Читаем без скачивания За две монетки - Антон Дубинин
Шрифт:
Интервал:
Закладка:
Конечно же, Марко не слышал, и Пьетро это отлично знал. Конечно же, Пьетро рассказал о собственных неурядицах с женой с одной только целью: адвокатски поддержать брата, не сообщая притом напрямую, что ходить к психиатру… тьфу, к психоаналитику, в чем, интересно, разница — не стыдно, что многие так делают, все так делают, когда жизнь дает трещину. Знаменитость доктора — учитывая, что Марко из людей его профиля опознавал по имени только Юнга да Фрейда — тем не менее утешала. Шанс отдать хотя бы часть борьбы в чужие опытные руки — это очень много для бойца, истекающего кровью. Кроме того, «юнгианец» звучал куда более утешительно, чем «фрейдист», в марковом восприятии равнозначный «врачу для гомиков». Он благодарно покивал.
— Может, тогда дашь его телефон… или адрес? А то конец семестра, а я учиться не могу.

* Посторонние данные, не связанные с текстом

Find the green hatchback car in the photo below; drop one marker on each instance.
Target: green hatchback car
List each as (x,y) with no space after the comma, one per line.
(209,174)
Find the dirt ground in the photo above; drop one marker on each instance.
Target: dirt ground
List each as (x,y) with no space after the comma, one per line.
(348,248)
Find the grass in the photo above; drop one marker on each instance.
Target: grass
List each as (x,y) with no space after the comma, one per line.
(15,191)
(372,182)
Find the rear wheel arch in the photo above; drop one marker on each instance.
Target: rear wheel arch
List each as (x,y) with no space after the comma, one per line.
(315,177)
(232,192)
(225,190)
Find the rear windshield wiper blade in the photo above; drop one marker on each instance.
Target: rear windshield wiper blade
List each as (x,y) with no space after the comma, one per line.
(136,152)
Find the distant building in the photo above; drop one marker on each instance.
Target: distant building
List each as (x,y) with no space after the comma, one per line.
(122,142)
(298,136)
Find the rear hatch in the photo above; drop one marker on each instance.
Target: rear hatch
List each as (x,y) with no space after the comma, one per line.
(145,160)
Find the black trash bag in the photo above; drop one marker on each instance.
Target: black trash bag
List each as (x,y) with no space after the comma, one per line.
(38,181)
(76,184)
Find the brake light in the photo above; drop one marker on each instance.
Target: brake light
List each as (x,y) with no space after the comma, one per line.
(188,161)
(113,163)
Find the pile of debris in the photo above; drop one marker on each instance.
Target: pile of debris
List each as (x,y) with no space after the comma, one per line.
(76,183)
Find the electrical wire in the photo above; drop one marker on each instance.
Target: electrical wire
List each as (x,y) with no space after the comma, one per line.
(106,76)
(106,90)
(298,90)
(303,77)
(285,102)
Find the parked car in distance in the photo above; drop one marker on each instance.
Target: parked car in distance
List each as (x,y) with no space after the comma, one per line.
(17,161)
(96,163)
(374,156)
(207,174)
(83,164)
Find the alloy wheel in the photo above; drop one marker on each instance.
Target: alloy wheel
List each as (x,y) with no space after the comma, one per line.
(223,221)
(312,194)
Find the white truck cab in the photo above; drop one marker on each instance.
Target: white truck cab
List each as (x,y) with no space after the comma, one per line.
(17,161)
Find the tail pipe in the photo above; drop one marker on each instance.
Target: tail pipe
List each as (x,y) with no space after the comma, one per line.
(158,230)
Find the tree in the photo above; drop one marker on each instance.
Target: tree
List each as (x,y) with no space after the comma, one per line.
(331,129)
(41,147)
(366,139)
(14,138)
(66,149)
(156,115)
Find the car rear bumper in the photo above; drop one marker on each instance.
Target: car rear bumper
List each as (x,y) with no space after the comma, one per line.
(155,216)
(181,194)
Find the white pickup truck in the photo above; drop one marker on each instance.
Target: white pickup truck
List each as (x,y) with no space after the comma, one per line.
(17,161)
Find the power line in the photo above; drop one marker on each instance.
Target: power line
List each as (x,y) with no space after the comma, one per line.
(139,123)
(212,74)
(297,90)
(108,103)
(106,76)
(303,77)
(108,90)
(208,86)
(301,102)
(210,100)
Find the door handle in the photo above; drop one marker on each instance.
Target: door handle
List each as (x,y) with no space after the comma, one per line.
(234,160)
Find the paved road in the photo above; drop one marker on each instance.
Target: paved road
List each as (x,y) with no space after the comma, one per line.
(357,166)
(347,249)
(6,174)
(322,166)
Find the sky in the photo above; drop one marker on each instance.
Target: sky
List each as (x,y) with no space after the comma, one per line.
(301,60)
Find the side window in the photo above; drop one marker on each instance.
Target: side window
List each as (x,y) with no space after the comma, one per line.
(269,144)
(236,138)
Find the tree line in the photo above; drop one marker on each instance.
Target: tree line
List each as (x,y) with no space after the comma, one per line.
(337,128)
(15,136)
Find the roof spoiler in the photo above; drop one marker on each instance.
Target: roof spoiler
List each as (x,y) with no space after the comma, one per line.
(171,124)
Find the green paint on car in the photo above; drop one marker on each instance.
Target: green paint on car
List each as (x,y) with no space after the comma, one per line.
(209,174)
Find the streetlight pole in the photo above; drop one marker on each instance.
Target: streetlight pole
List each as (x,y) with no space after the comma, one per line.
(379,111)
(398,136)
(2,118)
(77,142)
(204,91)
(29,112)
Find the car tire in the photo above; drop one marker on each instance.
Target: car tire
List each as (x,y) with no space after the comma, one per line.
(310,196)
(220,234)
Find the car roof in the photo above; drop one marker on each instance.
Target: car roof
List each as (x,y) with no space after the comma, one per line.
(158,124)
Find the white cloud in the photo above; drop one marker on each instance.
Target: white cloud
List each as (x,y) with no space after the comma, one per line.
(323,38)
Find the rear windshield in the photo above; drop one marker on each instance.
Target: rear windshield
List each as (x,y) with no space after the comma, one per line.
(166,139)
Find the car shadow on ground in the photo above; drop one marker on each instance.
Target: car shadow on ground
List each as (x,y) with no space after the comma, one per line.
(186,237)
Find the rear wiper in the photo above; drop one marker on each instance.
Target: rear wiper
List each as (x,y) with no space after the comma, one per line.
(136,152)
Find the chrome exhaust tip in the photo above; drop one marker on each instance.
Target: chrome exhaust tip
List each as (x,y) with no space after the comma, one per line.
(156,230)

Два предмета завалил уже. Если так пойдет, то и в сорок не рукоположат. Не брат-студент, а позорище.
Пьетро неожиданно накрыл его руку своей, большой и теплой. Руки у Марко всегда были маленькие, чего он стыдился: не хватало растяжки даже на октаву на бабушкином пианино, не говоря о том, что когда он в шестнадцать подарил своей девочке колечко, сняв его со среднего пальца, та с трудом, ужасно стесняясь, протиснула в перстенек мизинец…

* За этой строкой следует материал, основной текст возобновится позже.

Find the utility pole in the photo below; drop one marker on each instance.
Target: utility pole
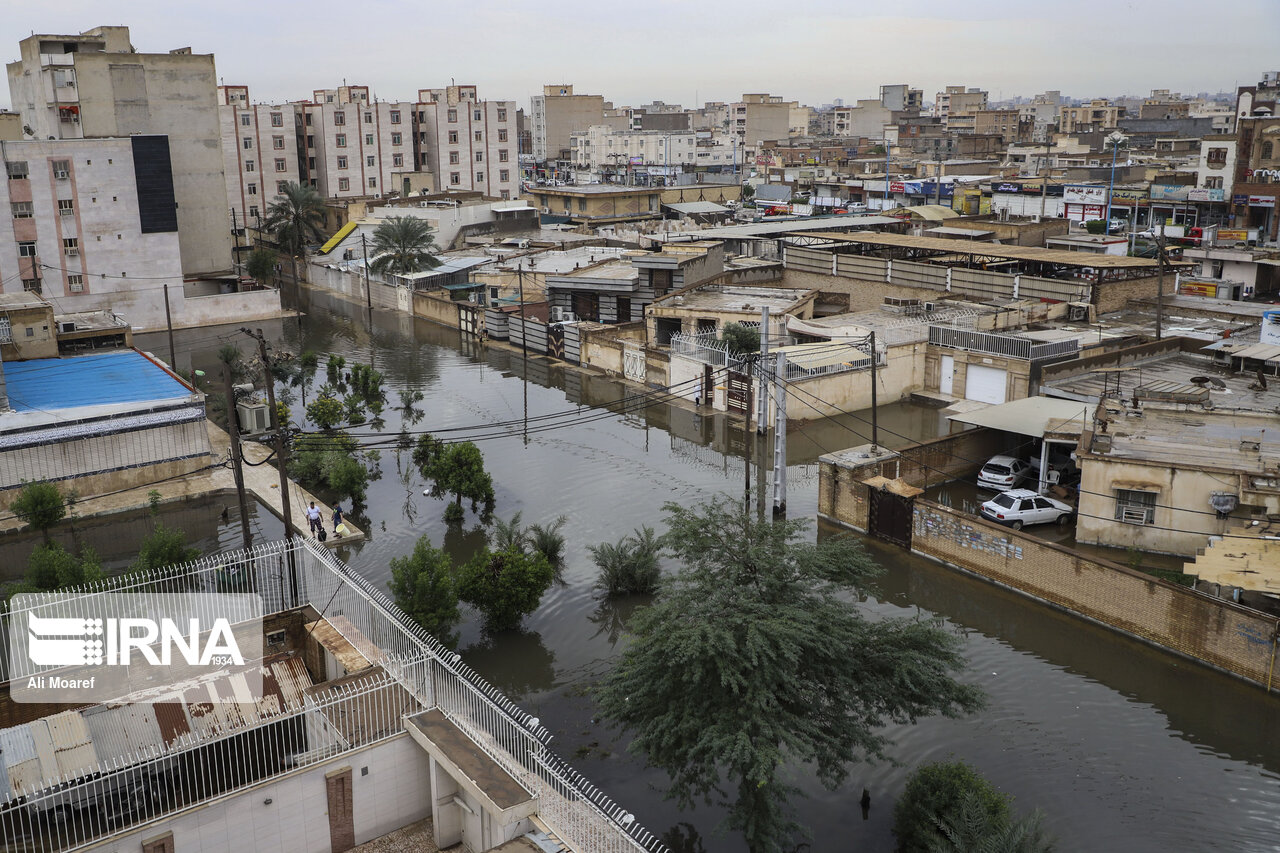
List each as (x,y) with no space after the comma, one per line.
(168,322)
(762,400)
(280,459)
(233,430)
(780,438)
(874,405)
(364,247)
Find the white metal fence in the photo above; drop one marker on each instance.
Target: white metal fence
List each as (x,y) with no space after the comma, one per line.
(432,675)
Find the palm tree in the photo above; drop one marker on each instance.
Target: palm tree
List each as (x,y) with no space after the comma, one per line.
(405,245)
(295,219)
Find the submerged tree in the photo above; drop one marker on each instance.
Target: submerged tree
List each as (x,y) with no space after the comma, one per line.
(753,660)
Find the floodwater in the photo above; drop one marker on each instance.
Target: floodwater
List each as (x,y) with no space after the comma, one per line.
(1123,747)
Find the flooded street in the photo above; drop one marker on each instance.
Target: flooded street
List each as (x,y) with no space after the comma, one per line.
(1123,747)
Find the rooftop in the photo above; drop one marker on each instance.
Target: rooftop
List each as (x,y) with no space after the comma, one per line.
(101,378)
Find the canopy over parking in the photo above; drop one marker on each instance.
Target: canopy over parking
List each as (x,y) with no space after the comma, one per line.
(1031,416)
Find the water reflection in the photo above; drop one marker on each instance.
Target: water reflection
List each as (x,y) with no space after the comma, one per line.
(516,662)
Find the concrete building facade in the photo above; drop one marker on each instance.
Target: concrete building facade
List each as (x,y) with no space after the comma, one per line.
(94,85)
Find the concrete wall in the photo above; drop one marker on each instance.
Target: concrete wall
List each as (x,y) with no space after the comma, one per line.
(291,813)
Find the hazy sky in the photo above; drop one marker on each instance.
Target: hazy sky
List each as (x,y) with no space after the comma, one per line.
(677,51)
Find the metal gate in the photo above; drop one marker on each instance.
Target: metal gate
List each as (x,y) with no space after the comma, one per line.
(469,319)
(888,516)
(739,392)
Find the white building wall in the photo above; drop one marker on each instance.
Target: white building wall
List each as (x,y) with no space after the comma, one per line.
(289,815)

— Брат, ты не тревожься так. Проблемы у всех бывают. Если ты вдруг решишь, что монашество — это не твое, то никто из нас тебе и слова не скажет. А мать и вовсе будет счастлива. Она все боится, что ты доучишься и уедешь.
Марко подавил совершенно детское желание в голос зарыдать.
Песня тем временем приобрела и впрямь вселенские масштабы:
— А тут и ангел смерти За мясником явился, Зарезавшим корову, Выпившую воду, Залившую пламя, Спалившее палку, Побившую собаку, Загрызшую кошку, Съевшую мышонка, Которого мой папа На рынке купил. У восточных ворот За две монетки Мышонка мой папа На рынке купил. А вот Господь, пославший Ангела смерти За мясником, который Зарезал корову, Выпившую воду, Залившую пламя, Спалившее палку, Побившую собаку, Загрызшую кошку, Съевшую мышонка, Которого мой папа На рынке купил. Такие дела, За две монетки Мышонка мой папа На рынке купил…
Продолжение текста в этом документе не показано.